“Now, Burke, you need just such a gal fer your wife, and now’s your time to get her. Yes, I’ll carry the gal with me, and after I have given King up to the military, I’ll divide the blood money with those fellows, and then give them the slip and take the buried treasure myself; guess I won’t divide that nor the gal, either.

“No, Tom Burke, your fortune’s made now, with money and a wife, and I guess you better light out for Texas and start a ranch, for this country won’t be very healthy for you, I’m a-thinking.”

So saying, Bad Burke, the traitor outlaw, descended to the bottom of the gorge, and, as the reader has seen, confronted Pearl. How his treacherous plans toward the maiden and his chief were frustrated, the reader has also seen, and that his crimes were rewarded by a death he had seemed little to anticipate.


CHAPTER XXXII.
THE SPECTER OF THE VALLEY.

Buffalo Bill was not the only man who had been in concealment near the spot where Bad Burke met his death. Scarcely was he gone from the place, when Red Hand rose into view. He stared after the retreating form of the scout, and muttered:

“I shall go through that valley, too. If there is anything to be seen there I want to see it.”

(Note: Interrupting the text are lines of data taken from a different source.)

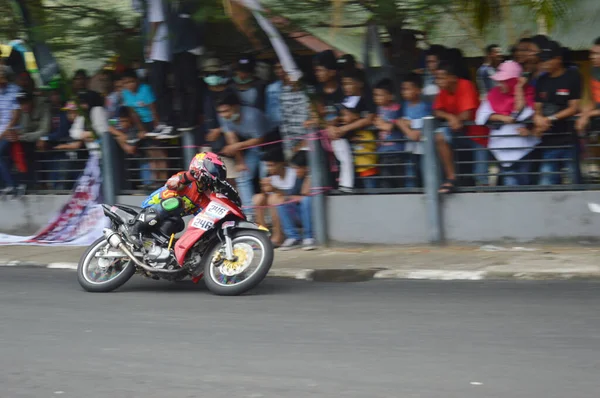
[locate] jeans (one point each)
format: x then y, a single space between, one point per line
481 158
288 215
186 75
158 80
245 179
343 153
391 169
5 173
516 174
413 171
556 158
369 183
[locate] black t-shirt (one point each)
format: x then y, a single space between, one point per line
331 101
91 98
554 93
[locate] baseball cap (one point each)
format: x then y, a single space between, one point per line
550 51
326 59
346 61
245 64
211 65
507 70
23 96
70 106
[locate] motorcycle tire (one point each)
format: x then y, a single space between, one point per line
252 281
104 287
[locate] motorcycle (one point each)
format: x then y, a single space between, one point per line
220 245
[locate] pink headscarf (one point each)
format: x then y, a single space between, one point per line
503 103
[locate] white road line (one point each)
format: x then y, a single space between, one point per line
72 266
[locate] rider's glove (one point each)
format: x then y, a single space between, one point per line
178 182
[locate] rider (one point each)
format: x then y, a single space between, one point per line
181 195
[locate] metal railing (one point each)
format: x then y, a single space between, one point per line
56 171
538 170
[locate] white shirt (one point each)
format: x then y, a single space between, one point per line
287 182
505 142
161 50
99 125
415 147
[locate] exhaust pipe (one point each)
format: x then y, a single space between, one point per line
115 241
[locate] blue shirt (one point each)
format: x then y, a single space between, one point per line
415 113
390 114
140 101
59 129
273 103
8 104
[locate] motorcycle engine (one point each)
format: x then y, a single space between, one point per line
157 256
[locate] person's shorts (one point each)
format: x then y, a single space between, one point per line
229 163
446 133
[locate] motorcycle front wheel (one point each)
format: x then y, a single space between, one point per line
254 255
96 274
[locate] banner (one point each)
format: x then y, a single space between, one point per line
80 221
281 49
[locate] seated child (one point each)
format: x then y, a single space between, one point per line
364 146
391 145
411 125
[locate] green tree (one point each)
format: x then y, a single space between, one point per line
484 12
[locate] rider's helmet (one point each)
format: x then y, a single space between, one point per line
207 168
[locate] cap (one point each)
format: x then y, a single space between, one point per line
550 51
346 61
70 106
245 64
507 70
326 59
211 65
23 96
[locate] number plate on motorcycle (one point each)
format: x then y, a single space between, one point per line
214 210
202 222
228 224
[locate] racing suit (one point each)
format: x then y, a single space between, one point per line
182 195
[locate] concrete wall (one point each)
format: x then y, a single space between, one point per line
401 219
474 217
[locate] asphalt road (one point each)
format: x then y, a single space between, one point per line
298 339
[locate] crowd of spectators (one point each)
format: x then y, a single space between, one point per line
521 112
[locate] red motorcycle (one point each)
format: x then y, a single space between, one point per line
220 245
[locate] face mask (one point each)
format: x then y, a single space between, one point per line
214 80
245 81
235 117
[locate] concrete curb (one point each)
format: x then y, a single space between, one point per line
366 274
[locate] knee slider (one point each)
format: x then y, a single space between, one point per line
171 205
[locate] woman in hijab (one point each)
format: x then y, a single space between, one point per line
507 107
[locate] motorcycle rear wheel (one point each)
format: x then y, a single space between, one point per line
223 285
126 270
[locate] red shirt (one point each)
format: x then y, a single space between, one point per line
464 98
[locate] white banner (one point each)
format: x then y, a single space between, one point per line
282 50
80 221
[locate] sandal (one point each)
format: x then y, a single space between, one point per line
448 187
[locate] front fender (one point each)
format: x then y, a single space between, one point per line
240 224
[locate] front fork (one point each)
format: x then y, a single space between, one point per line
229 256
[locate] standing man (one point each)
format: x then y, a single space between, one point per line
187 45
158 55
558 93
9 118
244 129
493 58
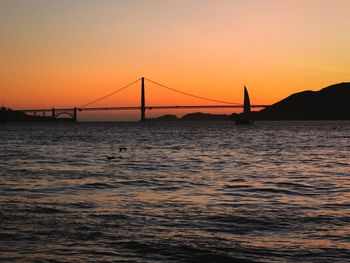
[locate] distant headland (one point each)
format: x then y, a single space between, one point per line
330 103
8 115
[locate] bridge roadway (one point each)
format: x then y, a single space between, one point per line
147 108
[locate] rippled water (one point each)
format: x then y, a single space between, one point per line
183 192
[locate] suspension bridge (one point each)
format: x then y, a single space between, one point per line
118 101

But he shuddered as he spoke, and his face seemed drawn with pain. So it came about that Red Hand followed Buffalo Bill. But the scout had moved so rapidly that not once did Red Hand come in sight of him. And in a little while, so painful were the thoughts of the latter, that Red Hand almost forgot that the scout was somewhere ahead of him.

Thus Red Hand set forth upon his trip, wending his way in the direction of the Ramsey settlement, going toward the point which Pearl had urged Buffalo Bill to avoid on account of the weird stories among the Indians that a spirit haunted the valley.